Spent the morning doing hamster work. This is the work that takes a long time but at the end of the day you realize that you have not really produced anything. Its all important work but its not creative or productive.
- Check & empty spam filters for mail and blogs
- Reply to “boring” emails that have been ignored in inbox
- Clean inbox by deleting or storing dealt with emails
- Update blog plugins
- Browse through the overfilled rss reader
Not really sure what this kind of work can be compared to in the analog realm – its a bit like preparing a garden after winter, pruning for growth. Well that’s a positive spin on it. Otherwise I sometimes get the impression that I am a slave to my tools. My devices and software seem to need a constant stream of update and electricity to be content enough to work.
In 1996 the Akihiro Yokoi of WiZ Co. Ltd., and Aki Maita of Bandai Co. Ltd released the Tamagotchi on the world. It was (for those who chose not to remember) a very simple digital toy that needed constant attention in order to “live”. Parents had to take their children’s devices to work with them so that the precious pieces of plastic did not die while the children where at school.
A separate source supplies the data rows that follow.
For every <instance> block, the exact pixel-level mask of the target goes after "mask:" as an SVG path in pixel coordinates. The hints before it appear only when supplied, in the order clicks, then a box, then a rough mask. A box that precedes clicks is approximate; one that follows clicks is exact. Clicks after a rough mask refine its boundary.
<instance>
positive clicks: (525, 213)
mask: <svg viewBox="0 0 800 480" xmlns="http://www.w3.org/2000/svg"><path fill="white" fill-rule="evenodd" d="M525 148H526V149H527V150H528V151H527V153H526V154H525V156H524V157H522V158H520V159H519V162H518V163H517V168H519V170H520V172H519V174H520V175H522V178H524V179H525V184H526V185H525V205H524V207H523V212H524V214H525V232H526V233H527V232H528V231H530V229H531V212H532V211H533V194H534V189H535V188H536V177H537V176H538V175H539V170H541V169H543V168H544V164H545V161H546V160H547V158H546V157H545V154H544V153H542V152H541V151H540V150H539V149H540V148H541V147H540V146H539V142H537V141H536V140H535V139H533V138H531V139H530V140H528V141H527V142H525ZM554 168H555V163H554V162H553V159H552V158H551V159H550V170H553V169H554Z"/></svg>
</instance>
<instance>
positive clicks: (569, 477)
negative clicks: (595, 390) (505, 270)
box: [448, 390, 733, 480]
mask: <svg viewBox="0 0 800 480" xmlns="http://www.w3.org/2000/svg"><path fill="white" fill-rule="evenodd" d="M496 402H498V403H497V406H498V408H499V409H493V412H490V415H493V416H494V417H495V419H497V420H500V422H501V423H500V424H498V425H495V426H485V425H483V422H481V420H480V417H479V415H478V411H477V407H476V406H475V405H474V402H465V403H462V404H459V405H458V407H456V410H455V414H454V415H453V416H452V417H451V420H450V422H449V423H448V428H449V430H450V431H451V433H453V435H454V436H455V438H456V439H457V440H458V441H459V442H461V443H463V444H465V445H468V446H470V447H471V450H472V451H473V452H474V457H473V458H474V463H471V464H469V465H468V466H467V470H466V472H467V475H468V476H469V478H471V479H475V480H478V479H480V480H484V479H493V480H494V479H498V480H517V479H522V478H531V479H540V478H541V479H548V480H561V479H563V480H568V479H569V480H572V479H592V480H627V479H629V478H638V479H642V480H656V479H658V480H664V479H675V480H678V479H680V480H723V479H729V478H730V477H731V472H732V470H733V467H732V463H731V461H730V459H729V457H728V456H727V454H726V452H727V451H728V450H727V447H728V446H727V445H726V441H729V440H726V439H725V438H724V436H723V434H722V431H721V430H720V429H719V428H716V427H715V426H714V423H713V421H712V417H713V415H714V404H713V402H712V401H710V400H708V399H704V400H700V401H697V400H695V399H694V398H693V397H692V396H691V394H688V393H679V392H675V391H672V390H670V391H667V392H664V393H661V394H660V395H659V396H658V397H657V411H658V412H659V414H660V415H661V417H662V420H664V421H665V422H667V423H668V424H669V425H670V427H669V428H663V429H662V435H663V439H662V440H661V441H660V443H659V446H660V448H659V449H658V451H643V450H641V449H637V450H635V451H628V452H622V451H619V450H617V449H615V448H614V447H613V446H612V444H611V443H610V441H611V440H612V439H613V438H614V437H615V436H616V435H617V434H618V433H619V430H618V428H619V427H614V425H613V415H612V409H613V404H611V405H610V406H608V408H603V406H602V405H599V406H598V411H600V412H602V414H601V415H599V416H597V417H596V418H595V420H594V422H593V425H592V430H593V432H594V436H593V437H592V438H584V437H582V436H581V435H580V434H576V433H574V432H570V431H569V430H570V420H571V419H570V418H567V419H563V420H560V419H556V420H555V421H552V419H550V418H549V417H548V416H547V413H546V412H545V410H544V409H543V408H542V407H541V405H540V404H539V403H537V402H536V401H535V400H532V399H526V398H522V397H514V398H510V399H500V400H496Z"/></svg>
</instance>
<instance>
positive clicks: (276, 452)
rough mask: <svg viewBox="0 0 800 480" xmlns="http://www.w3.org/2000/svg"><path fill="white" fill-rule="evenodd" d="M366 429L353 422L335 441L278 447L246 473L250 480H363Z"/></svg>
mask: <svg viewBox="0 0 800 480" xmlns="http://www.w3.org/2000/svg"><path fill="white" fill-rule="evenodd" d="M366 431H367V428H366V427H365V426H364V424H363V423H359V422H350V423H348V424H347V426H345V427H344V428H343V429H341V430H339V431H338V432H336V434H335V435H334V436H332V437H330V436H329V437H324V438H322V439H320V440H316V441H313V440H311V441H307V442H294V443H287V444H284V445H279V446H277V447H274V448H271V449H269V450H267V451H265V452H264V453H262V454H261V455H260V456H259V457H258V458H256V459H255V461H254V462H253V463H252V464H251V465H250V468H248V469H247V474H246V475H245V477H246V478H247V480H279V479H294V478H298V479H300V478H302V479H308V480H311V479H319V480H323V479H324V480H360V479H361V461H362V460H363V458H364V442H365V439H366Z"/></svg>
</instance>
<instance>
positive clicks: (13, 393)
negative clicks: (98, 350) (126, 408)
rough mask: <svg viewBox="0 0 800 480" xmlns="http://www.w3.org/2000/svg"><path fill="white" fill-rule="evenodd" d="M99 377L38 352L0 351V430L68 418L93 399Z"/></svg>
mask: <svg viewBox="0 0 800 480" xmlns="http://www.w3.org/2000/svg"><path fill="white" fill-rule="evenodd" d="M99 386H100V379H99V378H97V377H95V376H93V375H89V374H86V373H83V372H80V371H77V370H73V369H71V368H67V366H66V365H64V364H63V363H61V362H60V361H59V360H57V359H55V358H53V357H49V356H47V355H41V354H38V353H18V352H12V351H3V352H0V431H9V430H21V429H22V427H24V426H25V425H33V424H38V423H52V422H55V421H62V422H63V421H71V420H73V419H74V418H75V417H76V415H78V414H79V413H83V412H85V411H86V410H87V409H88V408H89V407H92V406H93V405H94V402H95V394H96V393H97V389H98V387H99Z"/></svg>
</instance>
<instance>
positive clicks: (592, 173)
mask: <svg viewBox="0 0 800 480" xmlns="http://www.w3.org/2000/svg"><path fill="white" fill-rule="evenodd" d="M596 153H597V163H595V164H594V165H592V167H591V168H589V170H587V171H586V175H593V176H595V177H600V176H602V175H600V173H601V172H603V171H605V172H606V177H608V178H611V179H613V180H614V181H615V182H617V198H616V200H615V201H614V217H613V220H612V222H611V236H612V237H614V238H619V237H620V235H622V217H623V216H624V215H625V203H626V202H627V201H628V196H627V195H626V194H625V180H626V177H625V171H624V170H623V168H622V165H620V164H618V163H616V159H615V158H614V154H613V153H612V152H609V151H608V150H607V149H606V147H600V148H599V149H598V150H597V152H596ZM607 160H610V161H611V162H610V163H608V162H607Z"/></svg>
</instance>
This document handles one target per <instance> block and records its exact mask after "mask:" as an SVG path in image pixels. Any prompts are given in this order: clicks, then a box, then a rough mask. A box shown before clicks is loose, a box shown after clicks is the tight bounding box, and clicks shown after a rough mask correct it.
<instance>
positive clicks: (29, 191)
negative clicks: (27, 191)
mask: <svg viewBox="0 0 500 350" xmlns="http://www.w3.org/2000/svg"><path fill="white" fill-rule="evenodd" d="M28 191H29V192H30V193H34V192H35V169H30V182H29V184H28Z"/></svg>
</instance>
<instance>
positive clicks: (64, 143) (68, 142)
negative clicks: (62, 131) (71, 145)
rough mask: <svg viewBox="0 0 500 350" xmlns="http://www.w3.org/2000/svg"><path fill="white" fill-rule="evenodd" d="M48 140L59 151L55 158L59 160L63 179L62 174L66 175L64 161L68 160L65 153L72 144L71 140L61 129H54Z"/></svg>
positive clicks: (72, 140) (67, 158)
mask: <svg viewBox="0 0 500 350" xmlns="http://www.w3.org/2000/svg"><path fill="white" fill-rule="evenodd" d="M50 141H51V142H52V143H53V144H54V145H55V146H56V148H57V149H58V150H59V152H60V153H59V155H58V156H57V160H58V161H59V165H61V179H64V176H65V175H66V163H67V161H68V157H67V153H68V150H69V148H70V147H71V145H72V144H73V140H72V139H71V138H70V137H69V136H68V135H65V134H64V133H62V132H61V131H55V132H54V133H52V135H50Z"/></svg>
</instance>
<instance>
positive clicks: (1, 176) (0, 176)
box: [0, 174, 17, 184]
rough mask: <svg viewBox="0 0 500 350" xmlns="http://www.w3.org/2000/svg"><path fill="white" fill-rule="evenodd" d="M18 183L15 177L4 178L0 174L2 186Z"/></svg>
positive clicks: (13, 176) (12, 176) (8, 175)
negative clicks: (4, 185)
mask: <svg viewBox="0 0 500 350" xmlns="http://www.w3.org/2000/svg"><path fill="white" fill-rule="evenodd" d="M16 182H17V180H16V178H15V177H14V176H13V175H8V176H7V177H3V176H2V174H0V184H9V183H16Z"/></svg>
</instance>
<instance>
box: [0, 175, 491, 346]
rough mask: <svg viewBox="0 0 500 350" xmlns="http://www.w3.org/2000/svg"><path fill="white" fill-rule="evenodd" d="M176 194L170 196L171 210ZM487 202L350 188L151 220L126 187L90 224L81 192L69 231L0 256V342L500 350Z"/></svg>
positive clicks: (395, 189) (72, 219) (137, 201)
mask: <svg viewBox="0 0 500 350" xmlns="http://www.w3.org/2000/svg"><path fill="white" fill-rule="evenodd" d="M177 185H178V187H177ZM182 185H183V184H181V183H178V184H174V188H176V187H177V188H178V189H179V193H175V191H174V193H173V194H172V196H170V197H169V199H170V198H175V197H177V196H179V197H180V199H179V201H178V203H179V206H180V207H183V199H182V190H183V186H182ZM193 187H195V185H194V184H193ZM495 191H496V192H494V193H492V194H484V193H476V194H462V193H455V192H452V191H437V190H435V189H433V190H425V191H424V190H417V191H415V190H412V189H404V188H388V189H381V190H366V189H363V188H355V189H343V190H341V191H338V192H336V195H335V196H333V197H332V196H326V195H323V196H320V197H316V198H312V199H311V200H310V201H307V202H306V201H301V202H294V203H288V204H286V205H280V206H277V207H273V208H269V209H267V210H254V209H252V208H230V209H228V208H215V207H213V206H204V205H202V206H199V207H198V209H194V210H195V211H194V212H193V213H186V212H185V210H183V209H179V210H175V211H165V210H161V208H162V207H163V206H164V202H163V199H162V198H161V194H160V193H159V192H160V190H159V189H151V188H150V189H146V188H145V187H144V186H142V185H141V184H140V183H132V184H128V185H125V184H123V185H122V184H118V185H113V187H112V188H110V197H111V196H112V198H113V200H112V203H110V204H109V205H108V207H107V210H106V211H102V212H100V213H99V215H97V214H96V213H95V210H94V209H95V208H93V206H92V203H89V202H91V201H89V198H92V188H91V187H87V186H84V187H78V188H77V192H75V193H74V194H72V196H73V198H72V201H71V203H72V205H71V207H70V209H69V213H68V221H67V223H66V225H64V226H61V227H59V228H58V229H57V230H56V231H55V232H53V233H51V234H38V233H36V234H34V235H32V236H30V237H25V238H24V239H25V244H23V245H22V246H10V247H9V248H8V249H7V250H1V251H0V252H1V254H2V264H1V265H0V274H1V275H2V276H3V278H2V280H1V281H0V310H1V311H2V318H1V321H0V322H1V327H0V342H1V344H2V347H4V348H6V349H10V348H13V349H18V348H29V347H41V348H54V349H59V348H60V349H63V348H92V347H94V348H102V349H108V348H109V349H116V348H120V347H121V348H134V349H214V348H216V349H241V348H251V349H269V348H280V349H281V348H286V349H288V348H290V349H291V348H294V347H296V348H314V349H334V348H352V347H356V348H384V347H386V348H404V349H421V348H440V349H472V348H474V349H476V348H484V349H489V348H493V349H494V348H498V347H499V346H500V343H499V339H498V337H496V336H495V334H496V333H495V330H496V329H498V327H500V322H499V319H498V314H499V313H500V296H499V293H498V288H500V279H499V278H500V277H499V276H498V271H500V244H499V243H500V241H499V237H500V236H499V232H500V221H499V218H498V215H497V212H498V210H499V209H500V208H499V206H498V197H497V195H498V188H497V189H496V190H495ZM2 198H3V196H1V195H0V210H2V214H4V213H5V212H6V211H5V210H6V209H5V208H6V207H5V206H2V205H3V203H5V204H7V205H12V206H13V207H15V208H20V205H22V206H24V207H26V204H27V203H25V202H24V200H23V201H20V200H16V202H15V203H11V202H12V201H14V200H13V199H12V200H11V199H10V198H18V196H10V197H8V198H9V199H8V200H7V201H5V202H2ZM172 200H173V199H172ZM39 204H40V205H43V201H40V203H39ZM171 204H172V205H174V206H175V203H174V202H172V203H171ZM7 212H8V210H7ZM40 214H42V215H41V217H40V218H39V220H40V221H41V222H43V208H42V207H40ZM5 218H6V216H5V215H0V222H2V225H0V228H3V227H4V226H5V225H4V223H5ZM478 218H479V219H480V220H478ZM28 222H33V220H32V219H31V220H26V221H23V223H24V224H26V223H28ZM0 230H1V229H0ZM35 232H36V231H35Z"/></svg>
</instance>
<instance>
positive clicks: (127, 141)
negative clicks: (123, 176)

Those who were not in the craze laughed.
But today my whole digital life seems to consist of me being trapped in a tamagotchi. My devices demand attention and can be quite adamant about getting it: I once had to throw away a digital thermometer that would not stop beeping out an ice warning every 5 minutes when the temperature dropped below 3 degrees. On my phone a blue or red occasionally blinks. Its communicating with me – but nowhere in the manual does it say what the lights mean. I usually restart the phone just to stop the blinking lights. The same phone, when fully charged flashes brightly, and can wake me up in the middle of the night.